Новый учитель рисования Яков Александрович Башилов в кабинете «изо», самой холодной комнате оледенелого здания, развесил добытые с огромным трудом в фондах Наркомпроса гипсовые маски Венеры, Зевса и Аполлона. Один из главных ораторов коммуны гремел на собрании:
— Сами ведем антирелигиозную пропаганду, поем: «Мы на небо залезем, разгоним всех богов» — и сами же терпим таких же, по существу, богов; что из того, если и греческих?!
Его слушали, с ним соглашались, но боги почему-то оставались на прежнем месте. Мы рисовали их, нетвердо сжимая карандаш замерзшими руками. Если урок рисования приходился на последний час, учитель вел нас к себе — как и многие другие педагоги, он жил в здании коммуны. На стенах его комнаты висели пейзажи: лесок, овраг, поле, луг. Мне они напоминали один-единственный сенокос, который я видел четырех или пяти лет долгим, долгим летним днем в Оболенском под Москвой. Тот день вошел в память чем-то нескончаемым — нескончаемо спокойным. Небо без конца и края в снежных кучевых облаках, плывущих сквозь синеву; такой же просторный луг, где стога тоже, как облака, плывут себе, неторопливо уходят к горизонту. С пахучей вершины стога видны белые рубахи косцов, цветные платки баб и великое множество русых ребячьих голов.

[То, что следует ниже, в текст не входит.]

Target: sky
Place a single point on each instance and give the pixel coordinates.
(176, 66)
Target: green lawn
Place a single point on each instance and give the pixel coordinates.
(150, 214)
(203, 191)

Как же хорошо на земле, когда она не взбаламучена, а предоставлена самой себе…
Кто-то из старших мопсов шел по коридору, дружески полуобняв девчушку. Ей было неловко, она зябко поводила плечами, не решаясь высвободиться. А спутник ее гремел:
— Есть один поэт — Владимир Маяковский. «Кто там шагает правой?! Левой! Левой! Левой!» — орал он так, что звенели стекла окон.
— А такое тебе нравится? — робко спросила девушка: — «Пускай не забудется ночь никем. Сегодня я буду играть на флейте, на собственном позвоночнике…»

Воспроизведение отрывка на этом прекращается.